Read with BonusRead with Bonus

5. Jordanië

Regen kijkt naar het natuurlijke zwembad dat zich aan de voet van de waterval heeft gevormd. Hoewel het niet diep genoeg is om echt in te zwemmen, kunnen we er toch plezier in hebben.

Toen ik jonger was, tijdens de hete zomerdagen, kwam ik hier met Kevin, Dan en andere jongens naar de waterval en brachten we vele uren door met het verzamelen van stenen of in het zwembad. Toen begon Elly hier te komen om te dansen, en het werd een beetje haar plek.

Regen’s wangen kleuren rood.

Verdomme.

Het is het mooiste wat ik ooit heb gezien.

“Ik wil me niet uitkleden,” zegt ze, haar stem trillend. Ze is zo stijf, ik ben bang dat ze in tweeën zal breken.

Ik ben eerder met maagden geweest, maar Regen is te bang, te nerveus. Ik kan het gevoel niet van me afschudden dat iemand haar iets heeft aangedaan. Als dat het geval is, waarom zegt ze dan niets?

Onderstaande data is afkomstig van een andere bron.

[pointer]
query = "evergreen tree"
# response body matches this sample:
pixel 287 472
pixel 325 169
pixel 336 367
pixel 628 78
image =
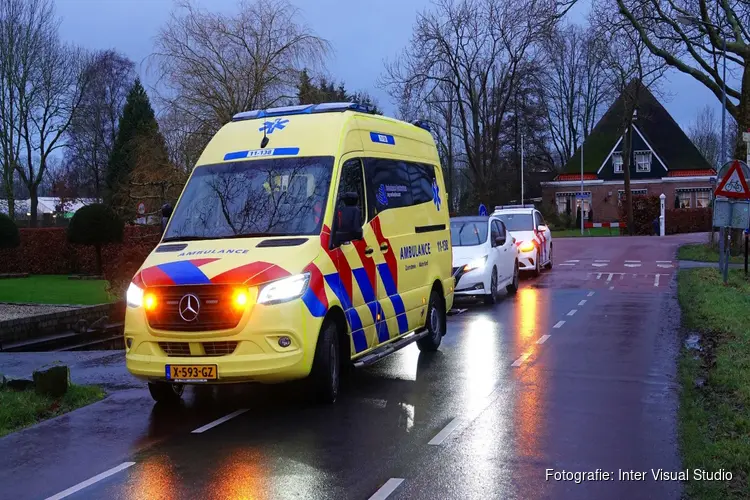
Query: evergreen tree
pixel 137 126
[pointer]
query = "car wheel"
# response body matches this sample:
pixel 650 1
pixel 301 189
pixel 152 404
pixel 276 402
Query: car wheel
pixel 325 375
pixel 549 264
pixel 513 287
pixel 435 324
pixel 166 392
pixel 491 297
pixel 537 267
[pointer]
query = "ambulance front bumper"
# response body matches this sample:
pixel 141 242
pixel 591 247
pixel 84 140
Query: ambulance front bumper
pixel 251 352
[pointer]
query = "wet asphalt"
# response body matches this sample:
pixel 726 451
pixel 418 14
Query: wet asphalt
pixel 518 390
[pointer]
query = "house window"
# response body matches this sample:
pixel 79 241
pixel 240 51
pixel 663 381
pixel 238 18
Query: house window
pixel 643 161
pixel 703 199
pixel 617 162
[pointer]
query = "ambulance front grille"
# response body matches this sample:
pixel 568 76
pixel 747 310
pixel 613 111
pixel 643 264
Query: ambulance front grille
pixel 214 309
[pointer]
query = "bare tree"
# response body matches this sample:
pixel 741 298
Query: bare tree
pixel 92 132
pixel 212 65
pixel 478 49
pixel 704 132
pixel 574 87
pixel 697 48
pixel 630 68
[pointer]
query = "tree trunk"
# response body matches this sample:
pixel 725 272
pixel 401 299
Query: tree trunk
pixel 626 153
pixel 98 259
pixel 743 118
pixel 33 205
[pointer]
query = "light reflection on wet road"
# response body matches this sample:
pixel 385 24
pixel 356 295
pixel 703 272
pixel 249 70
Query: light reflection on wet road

“Als je je kleren nat wilt maken, ga je gang. Ik ga de mijne toch uittrekken,” zeg ik terwijl ik haar help om naast me op de deken te gaan zitten.

Regen staat snel op, haar handpalmen veranderen in vuisten. “Ik wil niet dat je je uitkleedt.” Haar hart klopt zo snel dat ik het kan horen. “Waarom doe je dit met mij? Wat heb ik jou ooit aangedaan?”

Ik kom overeind. “Ik doe je niets aan,” protesteer ik.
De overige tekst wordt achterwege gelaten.